Kruisgewelf

Uit Wikipedia, de vrije encyclopedie

Het kruisgewelf of kruisgraatgewelf is een gewelfvorm.

Toelichting[bewerken | brontekst bewerken]

Voorbeeld van een kruisgewelf in de crypte onder de Kathedraal Notre-Dame te Bayeux
Schematisch bovenaanzicht van een kruisgewelf.

Het kruisgewelf niet te verwarren met een kloostergewelf, is een gewelfvorm van het type graatgewelf die in de Romeinse bouwkunst voor het eerst werd toegepast en daarna op grotere schaal werd gebruikt in romaanse kerken.
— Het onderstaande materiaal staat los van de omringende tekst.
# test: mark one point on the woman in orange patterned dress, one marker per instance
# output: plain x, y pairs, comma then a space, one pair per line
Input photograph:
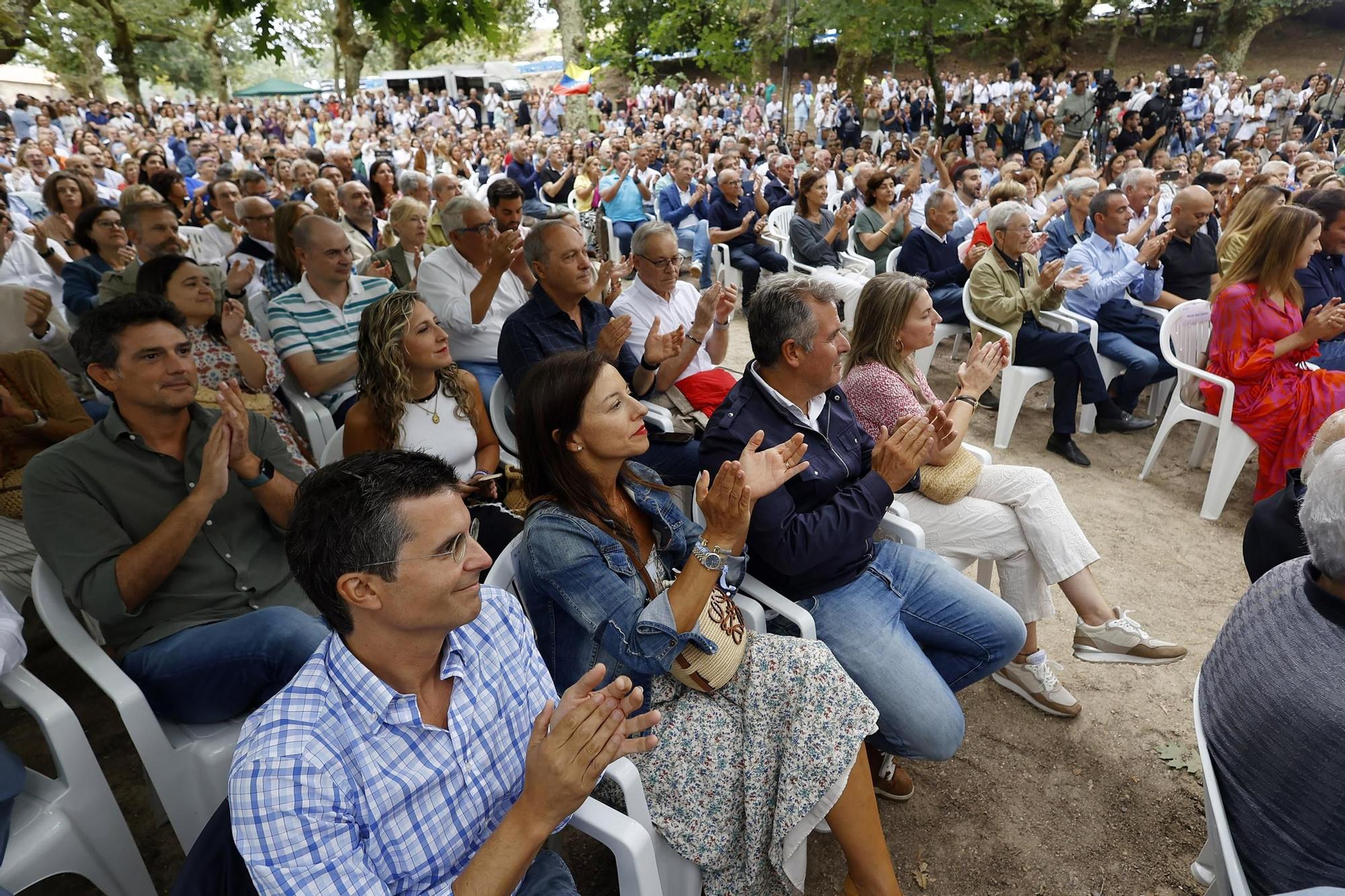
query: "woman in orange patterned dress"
1261, 338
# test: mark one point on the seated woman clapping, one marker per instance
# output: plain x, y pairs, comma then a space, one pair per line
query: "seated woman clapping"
817, 237
613, 572
415, 396
1013, 516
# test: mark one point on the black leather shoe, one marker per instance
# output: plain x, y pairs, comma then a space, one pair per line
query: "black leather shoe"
1125, 423
1066, 447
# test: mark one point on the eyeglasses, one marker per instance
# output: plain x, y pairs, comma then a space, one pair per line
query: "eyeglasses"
457, 548
481, 231
666, 264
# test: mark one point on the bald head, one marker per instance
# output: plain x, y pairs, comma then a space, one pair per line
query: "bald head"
1331, 432
1192, 208
313, 229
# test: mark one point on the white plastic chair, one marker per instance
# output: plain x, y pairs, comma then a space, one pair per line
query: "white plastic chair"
1218, 865
69, 823
196, 239
1183, 337
925, 357
673, 873
188, 764
1112, 369
985, 567
334, 450
32, 198
1016, 380
614, 247
501, 408
313, 416
724, 270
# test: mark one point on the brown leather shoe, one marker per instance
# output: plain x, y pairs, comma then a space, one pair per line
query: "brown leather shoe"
890, 779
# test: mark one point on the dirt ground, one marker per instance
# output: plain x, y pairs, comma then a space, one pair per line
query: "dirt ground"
1031, 805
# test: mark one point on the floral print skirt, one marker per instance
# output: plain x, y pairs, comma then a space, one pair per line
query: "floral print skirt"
743, 775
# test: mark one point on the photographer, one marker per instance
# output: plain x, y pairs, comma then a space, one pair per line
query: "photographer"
1075, 112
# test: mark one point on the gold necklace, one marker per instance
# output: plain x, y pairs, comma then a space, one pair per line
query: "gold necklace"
434, 415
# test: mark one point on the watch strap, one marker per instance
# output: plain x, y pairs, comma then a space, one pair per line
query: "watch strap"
263, 477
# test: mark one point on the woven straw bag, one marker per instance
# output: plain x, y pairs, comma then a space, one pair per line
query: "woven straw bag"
952, 482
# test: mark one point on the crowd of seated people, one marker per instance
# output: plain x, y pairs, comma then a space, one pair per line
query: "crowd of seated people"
399, 290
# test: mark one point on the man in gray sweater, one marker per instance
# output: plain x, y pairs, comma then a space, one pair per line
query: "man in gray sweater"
1273, 704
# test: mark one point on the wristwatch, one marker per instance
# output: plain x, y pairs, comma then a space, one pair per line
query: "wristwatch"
712, 559
263, 477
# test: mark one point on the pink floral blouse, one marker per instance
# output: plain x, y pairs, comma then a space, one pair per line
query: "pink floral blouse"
880, 396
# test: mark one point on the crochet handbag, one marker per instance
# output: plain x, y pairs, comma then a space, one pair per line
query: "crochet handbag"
722, 623
952, 482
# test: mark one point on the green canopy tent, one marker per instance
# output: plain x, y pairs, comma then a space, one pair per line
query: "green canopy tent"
275, 88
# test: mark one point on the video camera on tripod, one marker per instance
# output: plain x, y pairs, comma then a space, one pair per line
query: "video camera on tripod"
1108, 91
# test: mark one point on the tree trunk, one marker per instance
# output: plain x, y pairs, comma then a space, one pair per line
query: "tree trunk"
216, 57
852, 67
14, 29
1239, 29
574, 49
401, 54
1118, 29
354, 46
931, 69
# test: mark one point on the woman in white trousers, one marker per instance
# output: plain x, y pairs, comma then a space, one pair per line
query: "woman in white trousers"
1013, 516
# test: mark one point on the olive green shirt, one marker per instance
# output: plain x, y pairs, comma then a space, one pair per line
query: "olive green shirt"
98, 494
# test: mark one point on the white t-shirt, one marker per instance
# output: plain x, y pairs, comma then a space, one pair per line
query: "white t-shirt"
446, 282
644, 304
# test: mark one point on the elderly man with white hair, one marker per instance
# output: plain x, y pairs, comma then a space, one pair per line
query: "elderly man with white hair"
474, 284
1008, 290
1273, 533
415, 185
1273, 704
1141, 189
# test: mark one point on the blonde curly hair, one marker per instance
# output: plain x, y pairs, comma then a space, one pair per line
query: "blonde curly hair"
384, 377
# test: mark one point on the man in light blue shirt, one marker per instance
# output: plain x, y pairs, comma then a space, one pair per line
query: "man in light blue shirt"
412, 754
623, 201
1125, 333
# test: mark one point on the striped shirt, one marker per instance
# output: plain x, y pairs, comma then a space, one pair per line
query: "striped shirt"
302, 321
340, 787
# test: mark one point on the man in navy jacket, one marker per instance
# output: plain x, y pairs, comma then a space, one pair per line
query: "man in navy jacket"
906, 626
683, 205
929, 253
1324, 278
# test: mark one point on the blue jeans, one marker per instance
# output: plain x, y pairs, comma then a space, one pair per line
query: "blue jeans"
221, 670
1143, 358
948, 302
486, 376
548, 876
913, 631
699, 241
1334, 356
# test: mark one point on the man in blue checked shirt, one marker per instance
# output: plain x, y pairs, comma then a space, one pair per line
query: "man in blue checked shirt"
422, 748
1125, 333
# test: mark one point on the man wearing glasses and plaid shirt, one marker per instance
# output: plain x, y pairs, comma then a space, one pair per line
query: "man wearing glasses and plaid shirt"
423, 747
474, 284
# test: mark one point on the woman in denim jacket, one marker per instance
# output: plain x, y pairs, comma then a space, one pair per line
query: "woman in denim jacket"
742, 774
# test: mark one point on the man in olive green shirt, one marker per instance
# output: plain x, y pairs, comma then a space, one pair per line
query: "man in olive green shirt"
166, 524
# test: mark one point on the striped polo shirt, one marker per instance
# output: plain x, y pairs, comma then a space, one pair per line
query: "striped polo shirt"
302, 321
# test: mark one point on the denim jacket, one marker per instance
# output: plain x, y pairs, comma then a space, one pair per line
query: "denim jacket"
588, 602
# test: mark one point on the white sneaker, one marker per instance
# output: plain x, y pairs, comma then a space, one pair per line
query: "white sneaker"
1036, 682
1124, 641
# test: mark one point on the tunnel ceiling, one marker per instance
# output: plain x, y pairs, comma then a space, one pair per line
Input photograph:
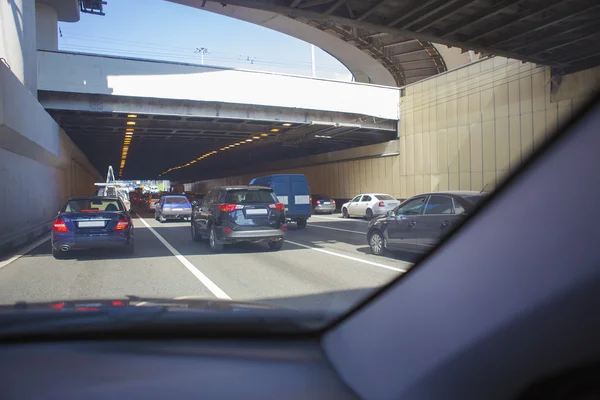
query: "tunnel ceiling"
558, 33
161, 142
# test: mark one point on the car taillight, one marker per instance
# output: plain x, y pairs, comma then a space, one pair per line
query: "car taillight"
59, 226
122, 224
231, 207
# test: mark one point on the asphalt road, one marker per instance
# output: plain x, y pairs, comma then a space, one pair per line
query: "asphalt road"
327, 265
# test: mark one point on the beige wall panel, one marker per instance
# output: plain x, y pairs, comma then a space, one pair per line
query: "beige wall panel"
539, 128
453, 150
464, 149
410, 155
418, 153
502, 144
474, 107
526, 135
489, 143
476, 148
514, 141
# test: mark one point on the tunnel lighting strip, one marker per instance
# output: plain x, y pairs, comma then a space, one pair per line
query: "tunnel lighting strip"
127, 142
253, 138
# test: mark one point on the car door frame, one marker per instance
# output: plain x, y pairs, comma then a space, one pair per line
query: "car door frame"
363, 205
161, 205
400, 231
432, 226
205, 212
350, 208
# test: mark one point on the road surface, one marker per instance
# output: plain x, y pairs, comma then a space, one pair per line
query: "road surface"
327, 265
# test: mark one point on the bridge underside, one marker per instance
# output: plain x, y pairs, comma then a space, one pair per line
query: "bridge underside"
557, 33
164, 139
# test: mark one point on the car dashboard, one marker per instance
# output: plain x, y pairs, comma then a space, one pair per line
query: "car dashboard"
178, 369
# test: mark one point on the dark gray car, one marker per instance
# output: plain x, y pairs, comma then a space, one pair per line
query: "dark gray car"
420, 222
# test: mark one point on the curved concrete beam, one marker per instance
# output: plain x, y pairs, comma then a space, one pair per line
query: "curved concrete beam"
67, 10
363, 67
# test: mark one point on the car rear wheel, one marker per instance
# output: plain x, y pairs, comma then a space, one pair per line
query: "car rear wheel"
196, 237
131, 247
212, 241
277, 245
58, 254
376, 242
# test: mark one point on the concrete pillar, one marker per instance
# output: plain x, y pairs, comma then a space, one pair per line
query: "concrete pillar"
46, 26
17, 40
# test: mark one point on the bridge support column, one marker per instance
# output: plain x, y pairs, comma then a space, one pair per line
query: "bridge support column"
17, 47
46, 24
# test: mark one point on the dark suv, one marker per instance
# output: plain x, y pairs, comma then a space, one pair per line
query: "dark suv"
239, 214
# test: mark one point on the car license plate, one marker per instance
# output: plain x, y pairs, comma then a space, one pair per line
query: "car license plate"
91, 224
256, 212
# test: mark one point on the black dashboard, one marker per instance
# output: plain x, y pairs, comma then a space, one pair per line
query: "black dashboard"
177, 369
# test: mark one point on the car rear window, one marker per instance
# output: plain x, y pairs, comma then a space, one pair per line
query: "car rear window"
92, 205
474, 199
382, 197
248, 196
176, 200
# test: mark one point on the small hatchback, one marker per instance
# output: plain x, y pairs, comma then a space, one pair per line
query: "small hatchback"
230, 215
419, 223
173, 207
92, 222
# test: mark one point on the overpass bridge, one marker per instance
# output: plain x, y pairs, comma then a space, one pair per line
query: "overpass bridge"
463, 125
177, 113
399, 42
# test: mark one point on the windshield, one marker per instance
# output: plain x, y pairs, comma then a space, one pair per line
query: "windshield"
370, 135
92, 205
250, 197
176, 200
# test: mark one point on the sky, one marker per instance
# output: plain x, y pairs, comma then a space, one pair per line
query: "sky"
161, 30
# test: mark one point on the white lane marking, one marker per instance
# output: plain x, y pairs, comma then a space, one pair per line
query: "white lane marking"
340, 219
348, 257
210, 285
24, 251
336, 229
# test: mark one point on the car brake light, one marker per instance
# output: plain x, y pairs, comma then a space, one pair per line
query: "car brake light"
122, 224
231, 207
59, 226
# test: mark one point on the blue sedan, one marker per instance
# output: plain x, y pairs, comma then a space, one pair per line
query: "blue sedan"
92, 222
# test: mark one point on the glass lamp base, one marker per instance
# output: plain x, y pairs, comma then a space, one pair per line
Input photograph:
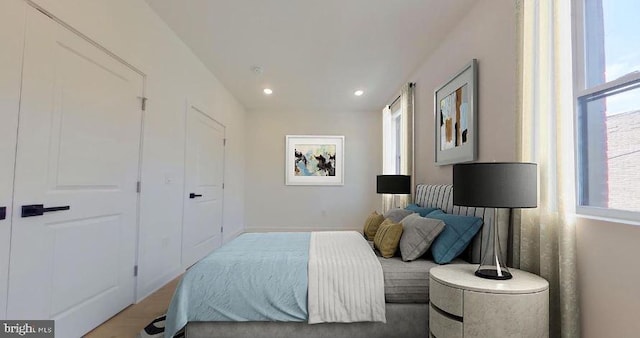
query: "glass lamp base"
492, 273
Het kruisgewelf ontstaat als twee gelijke tongewelven elkaar haaks snijden. De ontstane diagonalen vormen dan een rug aan de onderzijde. Deze noemt men graten. Deze graten van een kruisgewelf vormen een diagonaalboog.

De lijnen van de twee halve cilinders treffen elkaar in het midden, zodat een kruisvorm ontstaat. De gewelfkappen zijn zelf de dragende elementen, in tegenstelling tot een kruisribgewelf, waar de ribben de dragende elementen zijn. Doordat de kappen tegen elkaar liggen, heffen zij de druk op en geleiden zij die naar een muur of pilaar.

Er bestaan ook kruisgewelven met ribben die nochtans geen kruisribgewelven zijn. Bij kruisgewelven werden soms ribben na de constructie van de gewelven aangebracht, dit ter decoratie of als extra ondersteuning.